Jacqueline Camacho-Ruiz, of JJR Marketing

  • “Keep business separate from personal by creating systems, processes and procedures.”

Janice M. Walters-Taylor, owner of BSASS LLC

  • “There is a tendency to not treat the other family members with the same level of courtesy and respect as would be afforded an “off the street” employee. My best suggestion is to treat family members as if they were not.”

Cole Parker, VP/COO of Divas In Defense Inc.

  • “Identify SPECIFIC roles for each individual and entrust them to manage that role effectively. By establishing parameters of everyone’s responsibility, it will prevent useless conflict between involved parties.”

Randy Rubin, co-founder of Crypton Fabric

  • “Divide up responsibilities to help alleviate stress.”

Joelle Obsatz, co-owner of Butterfield Market & Butterfield Catering

  • “Support and respect each other. You do not have to agree on everything, but work together and come up with solutions.”

Colleen McCarty, co-owner of Mod’s Coffee and Crepes

  • “Let your family members play to their strengths, even if that means not being involved in the business at all!”

Julie Pech, owner of The Chocolate Therapist

  • “When my kids work in the shop, they must also honor the same rules as the employees, no exceptions.”

Tanya Mitchell, VP Research and Development of Learning Rx

  • “Leadership comes from the top, if the head has anger issues and poor business practices it affects everyone. When your leader is always trying to better themselves, it makes their staff also try to be better people. “

Eric Poulin, CEO of CalendarBudget Inc.

  • “Constant communication and not assuming, checking of how everyone feels about their assignments can make the difference between a business that works great, and a millstone dragging everyone down.”

Lolo Siderman, founder of Gypsywing Media

  • “Handle separate areas of the businesses. Too many cooks in the kitchen can be a disaster, especially with family businesses!”

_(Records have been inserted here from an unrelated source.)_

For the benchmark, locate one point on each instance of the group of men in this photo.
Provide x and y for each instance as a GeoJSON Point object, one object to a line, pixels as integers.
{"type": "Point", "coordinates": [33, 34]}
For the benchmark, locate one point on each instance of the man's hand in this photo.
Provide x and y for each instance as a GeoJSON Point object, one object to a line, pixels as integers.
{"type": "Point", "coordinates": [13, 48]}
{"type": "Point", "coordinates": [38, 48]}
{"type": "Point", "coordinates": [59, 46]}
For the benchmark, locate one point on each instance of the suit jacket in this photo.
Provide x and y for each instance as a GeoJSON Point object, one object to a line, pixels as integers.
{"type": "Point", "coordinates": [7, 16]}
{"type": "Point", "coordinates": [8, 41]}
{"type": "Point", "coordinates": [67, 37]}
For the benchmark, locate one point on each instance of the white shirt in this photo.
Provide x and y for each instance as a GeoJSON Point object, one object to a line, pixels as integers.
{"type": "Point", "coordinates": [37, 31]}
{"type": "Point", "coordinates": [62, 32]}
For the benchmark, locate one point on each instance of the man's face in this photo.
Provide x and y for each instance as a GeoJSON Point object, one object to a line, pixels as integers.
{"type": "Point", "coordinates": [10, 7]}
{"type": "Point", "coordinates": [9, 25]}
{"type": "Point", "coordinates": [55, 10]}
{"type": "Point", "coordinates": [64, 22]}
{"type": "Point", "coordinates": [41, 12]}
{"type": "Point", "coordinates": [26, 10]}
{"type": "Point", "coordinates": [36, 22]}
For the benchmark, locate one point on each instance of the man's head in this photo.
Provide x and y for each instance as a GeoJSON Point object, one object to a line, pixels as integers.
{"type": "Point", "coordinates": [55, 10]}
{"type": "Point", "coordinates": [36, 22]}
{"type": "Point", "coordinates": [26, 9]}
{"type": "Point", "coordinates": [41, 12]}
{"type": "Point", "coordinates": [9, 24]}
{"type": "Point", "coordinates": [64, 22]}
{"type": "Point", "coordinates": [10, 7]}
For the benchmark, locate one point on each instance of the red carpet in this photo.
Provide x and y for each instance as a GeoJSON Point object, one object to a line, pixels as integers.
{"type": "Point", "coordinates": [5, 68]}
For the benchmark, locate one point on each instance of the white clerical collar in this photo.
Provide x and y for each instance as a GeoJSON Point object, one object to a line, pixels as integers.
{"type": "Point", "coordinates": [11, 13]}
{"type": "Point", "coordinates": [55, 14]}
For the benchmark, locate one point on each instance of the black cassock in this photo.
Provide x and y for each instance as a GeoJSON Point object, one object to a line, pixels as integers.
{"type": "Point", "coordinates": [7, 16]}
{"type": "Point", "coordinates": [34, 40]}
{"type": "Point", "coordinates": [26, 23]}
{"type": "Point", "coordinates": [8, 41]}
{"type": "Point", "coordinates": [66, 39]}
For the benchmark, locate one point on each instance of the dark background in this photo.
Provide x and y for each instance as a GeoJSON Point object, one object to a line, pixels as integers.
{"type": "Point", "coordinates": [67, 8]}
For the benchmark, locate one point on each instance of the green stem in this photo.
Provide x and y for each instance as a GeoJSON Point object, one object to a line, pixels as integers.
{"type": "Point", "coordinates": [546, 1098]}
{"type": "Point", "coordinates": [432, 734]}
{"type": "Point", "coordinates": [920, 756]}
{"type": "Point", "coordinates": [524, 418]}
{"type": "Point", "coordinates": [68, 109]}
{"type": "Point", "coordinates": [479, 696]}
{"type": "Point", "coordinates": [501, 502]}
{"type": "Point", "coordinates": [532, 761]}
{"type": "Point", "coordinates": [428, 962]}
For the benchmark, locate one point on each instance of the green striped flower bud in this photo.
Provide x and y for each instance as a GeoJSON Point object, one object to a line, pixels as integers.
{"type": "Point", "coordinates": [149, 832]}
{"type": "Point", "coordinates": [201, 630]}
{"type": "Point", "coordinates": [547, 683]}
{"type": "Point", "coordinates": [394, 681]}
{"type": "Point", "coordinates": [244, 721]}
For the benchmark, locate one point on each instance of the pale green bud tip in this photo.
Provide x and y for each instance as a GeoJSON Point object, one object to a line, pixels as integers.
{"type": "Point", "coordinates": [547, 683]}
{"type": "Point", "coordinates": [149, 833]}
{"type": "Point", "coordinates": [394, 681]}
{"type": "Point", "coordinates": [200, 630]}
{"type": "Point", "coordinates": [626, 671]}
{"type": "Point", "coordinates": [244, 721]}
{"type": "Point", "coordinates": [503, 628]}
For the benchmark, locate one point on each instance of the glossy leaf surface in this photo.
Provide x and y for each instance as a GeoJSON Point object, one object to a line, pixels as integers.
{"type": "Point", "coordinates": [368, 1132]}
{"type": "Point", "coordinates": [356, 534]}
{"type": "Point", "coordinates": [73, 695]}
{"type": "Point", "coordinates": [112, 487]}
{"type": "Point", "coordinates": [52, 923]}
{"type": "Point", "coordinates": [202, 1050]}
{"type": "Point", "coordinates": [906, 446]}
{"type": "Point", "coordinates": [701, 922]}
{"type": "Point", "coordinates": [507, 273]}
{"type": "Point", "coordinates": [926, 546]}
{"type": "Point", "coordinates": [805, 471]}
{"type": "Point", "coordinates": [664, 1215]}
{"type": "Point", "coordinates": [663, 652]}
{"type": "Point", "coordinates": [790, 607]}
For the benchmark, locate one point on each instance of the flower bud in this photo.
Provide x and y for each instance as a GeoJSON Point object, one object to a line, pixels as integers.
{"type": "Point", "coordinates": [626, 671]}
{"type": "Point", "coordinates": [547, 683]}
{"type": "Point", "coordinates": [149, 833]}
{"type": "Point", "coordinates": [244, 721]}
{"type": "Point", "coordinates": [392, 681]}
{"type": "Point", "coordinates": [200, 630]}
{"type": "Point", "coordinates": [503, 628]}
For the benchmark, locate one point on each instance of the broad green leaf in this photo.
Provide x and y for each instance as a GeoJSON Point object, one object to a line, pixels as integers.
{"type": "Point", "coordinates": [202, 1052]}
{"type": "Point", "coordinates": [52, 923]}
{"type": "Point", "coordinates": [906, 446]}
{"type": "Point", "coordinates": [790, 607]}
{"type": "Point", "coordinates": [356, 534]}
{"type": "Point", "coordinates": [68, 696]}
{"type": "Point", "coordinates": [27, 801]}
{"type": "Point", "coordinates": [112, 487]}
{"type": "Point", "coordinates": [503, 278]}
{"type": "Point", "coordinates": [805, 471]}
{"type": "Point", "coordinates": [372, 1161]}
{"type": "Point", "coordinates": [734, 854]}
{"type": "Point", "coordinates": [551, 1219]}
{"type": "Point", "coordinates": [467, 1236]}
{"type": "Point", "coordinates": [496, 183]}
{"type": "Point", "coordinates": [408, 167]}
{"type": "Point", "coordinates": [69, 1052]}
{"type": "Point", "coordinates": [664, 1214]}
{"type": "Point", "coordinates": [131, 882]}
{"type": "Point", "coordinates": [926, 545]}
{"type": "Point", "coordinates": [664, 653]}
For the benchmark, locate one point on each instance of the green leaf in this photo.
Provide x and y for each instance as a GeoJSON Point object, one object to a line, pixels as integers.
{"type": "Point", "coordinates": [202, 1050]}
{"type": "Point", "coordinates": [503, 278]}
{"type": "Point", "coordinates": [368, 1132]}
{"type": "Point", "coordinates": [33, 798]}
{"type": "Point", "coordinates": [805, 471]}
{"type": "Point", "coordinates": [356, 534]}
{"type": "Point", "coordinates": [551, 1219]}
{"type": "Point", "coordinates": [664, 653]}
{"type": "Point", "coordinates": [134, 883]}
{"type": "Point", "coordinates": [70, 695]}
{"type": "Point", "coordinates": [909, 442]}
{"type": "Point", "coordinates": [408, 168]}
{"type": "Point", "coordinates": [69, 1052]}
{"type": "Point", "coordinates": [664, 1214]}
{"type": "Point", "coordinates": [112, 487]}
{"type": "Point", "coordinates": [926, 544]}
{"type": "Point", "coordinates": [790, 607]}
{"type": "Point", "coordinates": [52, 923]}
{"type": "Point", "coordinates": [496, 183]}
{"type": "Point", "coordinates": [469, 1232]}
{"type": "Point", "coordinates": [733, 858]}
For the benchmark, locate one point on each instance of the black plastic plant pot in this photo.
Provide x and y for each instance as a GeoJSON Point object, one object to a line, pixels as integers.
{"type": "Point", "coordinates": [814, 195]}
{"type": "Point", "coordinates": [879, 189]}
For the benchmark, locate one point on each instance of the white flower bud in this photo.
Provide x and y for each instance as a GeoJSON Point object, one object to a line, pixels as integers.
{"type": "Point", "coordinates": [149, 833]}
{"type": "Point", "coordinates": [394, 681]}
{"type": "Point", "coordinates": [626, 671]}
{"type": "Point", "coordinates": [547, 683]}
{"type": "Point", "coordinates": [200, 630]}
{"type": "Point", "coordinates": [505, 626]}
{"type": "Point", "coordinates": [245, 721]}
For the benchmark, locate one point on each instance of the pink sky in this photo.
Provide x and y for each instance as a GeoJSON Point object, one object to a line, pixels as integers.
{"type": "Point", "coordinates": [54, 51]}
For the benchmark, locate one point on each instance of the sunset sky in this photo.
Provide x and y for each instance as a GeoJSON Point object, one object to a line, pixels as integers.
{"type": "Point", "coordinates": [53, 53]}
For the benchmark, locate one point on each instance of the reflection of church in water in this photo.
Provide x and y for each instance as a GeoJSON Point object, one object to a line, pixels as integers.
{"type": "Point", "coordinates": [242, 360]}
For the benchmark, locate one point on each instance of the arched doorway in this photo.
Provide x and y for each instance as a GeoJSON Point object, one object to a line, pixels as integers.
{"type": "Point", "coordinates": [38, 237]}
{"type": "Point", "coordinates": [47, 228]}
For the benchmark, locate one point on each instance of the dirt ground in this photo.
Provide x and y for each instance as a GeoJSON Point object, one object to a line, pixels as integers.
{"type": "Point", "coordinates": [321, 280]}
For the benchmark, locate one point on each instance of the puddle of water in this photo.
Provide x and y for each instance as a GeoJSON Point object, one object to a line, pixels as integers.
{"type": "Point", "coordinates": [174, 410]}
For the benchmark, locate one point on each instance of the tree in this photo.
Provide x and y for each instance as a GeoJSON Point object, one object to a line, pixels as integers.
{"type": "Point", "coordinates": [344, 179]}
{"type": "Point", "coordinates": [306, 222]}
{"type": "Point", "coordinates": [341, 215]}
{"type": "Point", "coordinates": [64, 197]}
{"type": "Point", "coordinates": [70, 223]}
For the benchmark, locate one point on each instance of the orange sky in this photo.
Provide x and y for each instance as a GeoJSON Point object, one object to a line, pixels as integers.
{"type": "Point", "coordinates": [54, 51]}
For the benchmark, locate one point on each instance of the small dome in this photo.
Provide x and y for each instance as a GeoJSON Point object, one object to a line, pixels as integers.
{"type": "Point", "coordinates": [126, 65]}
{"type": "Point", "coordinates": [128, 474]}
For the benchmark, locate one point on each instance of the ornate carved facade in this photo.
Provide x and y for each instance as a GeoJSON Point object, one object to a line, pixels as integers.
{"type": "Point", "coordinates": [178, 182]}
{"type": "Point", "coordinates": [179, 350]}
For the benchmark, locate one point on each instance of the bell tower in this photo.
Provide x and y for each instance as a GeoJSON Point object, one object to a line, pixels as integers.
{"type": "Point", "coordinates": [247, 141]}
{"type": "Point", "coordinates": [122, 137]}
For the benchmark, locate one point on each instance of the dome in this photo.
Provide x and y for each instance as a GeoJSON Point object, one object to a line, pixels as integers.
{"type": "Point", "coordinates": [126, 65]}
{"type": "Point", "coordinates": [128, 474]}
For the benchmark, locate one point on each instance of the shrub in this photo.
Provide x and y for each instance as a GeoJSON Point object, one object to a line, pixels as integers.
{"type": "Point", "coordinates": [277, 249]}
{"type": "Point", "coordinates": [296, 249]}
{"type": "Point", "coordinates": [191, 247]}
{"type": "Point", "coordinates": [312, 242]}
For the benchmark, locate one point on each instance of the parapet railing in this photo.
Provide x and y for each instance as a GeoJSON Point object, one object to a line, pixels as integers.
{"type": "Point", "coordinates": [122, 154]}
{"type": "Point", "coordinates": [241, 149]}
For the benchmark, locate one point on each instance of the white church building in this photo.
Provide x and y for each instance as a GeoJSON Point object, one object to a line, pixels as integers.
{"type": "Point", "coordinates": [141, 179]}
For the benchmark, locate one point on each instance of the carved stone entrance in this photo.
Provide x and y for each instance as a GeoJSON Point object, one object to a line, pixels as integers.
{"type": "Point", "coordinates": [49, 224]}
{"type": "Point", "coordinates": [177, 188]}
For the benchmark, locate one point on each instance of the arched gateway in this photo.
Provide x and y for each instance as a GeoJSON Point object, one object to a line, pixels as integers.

Ashley Walkup, of EmbracingBeauty.com

  • “Clearly divide work so there is no confusion & each person gets to work in their area of expertise. Set designated hours to work and stick to them. When hiring an employee make sure everyone is in favor of hiring them. Most of all be organized! When life and work are organized everything runs smoothly.”

Heath Goldman, President/CEO of ICON Wealth and Legacy Partners

  • “Set up your estate and business transition plan long before you actually think that you need it.”

Christy Cook, founder of Teach My

  • “When you work together, you need to know when to switch off. Also, if you have work debates or disputes with your spouse/business partner, put them aside in the bedroom! Leave it for the office and for office hours.”

A special thanks to all that participated!